Analyse de l'immunoprotéome de l'abeille en réponse à différents stress environnementaux

par Camille Houdelet

Thèse de doctorat en Virologie - Microbiologie - Immunologie

Sous la direction de Philippe Bulet.

Thèses en préparation à l'Université Grenoble Alpes , dans le cadre de École doctorale chimie et science du vivant , en partenariat avec CRI IAB - Centre de Recherche Epigenetics, Chronic Diseases, Cancer - Institute for Advanced Biosciences (laboratoire) .


  • Résumé

    Le phénomène mondial d'effondrement des colonies d'abeilles domestiques peut être expliqué par l'exposition de celles-ci à différents stresseurs (biotiques et abiotiques) qui peuvent agir seuls ou en synergie.
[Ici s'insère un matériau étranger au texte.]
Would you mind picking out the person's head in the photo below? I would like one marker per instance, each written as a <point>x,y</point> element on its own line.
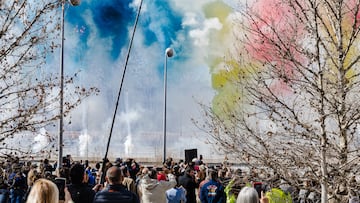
<point>43,191</point>
<point>114,175</point>
<point>248,195</point>
<point>32,176</point>
<point>152,173</point>
<point>213,175</point>
<point>125,171</point>
<point>190,171</point>
<point>77,172</point>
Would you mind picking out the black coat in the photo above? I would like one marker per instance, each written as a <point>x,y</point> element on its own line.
<point>81,193</point>
<point>189,184</point>
<point>115,194</point>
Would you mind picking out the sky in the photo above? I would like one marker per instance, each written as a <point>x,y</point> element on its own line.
<point>97,36</point>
L'impact de ces stresseurs sur la santé des abeilles, surtout lorsqu'ils sont multiples, est largement débattu. Dans le cadre de l'infection par Nosema, une microsporidie présente dans le tube digestif de l'abeille, de nombreuses études semblent indiquer que la multiplication des spores affecte l'épithélium de la paroi intestinale et donc stimule une réponse immunitaire épithéliale. Cependant, montrer que la réponse immunitaire systémique (visible au sein de l'hémolymphe) est bien stimulée, reste un cap à franchir particulièrement délicat. Le but de la thèse est de mieux comprendre les interactions qui se créent entre l'hôte (Apis mellifera) et le pathogène (Nosema spp.). Nous avons étudié pour cela le système immunitaire tissulaire (tube digestif) et circulant (hémolymphe) de l'hôte par des approches complémentaires de spectrométrie de masse (empreintes moléculaires massiques par MALDI BeeTyping®, approches de protéomique fine sur des segments de tube digestif et imagerie moléculaire par MALDI) dans un contexte d'infection contrôlée ou naturelle par des spores de Nosema spp. Nous avons mis en évidence de nouveaux marqueurs moléculaires de la santé de l'abeille à partir de l'hémolymphe d'abeilles infectées de manière précoce par Nosema et à partir du tube digestif de ces mêmes abeilles. De plus nous avons développé la méthode de MALDI Biotyping sur notre modèle de microsporidies pour identifier l'espèce à moindre coût. Ces différents éléments permettront le développement de nouveaux outils de diagnostic voir de pronostic pour assister l'apiculteur ou les services sanitaires dans le suivi de leur rucher.

  • Titre traduit

    Immunoproteome analysis of the honeybee in response to environmental stressors.


  • Résumé

    The loss of honeybee colonies could be explained by multiple stress factors (biotic or abiotic) that could act alone or in synergy to perturb the physiology of the domestic bees. The impact of these stressors on the bee health is widely discussed. In the miscrosporidiosis, an infection due to Nosema, the impact of this stressor on the systemic immune response (haemolymph being the mirror of this response) and the epithelial response (gut tissue as target) remains unsatisfactory documented. In the context of an infection by Nosema spp, the spore multiplication that is occurring at the level of the midgut stimulate the gut epithelial immune response. While at the same time, the stimulation of the systemic immune response remains an opened question. The aim of this thesis is to decipher the cross-talk existing between the host (A. mellifera) and the pathogen (Nosema spp.). We investigated the epithelial (gut tissues) and circulating bee immune response (haemolymph) using complementary mass spectrometry approaches (molecular mass fingerprints by MALDI BeeTyping®, untargeted proteomics and MALDI imaging) in a context of a controlled or natural infection by Nosema spores. We have demonstrated new molecular markers of bee health from hemolymph and bees early infected with Nosema from digestive tract. In addition, we have developed the MALDI Biotyping method on our microsporidia model to identify the species at a lower cost. These different elements constitute the development of new diagnostic and even prognostic tools to assist the beekeeper or the health services in their apiary monitoring.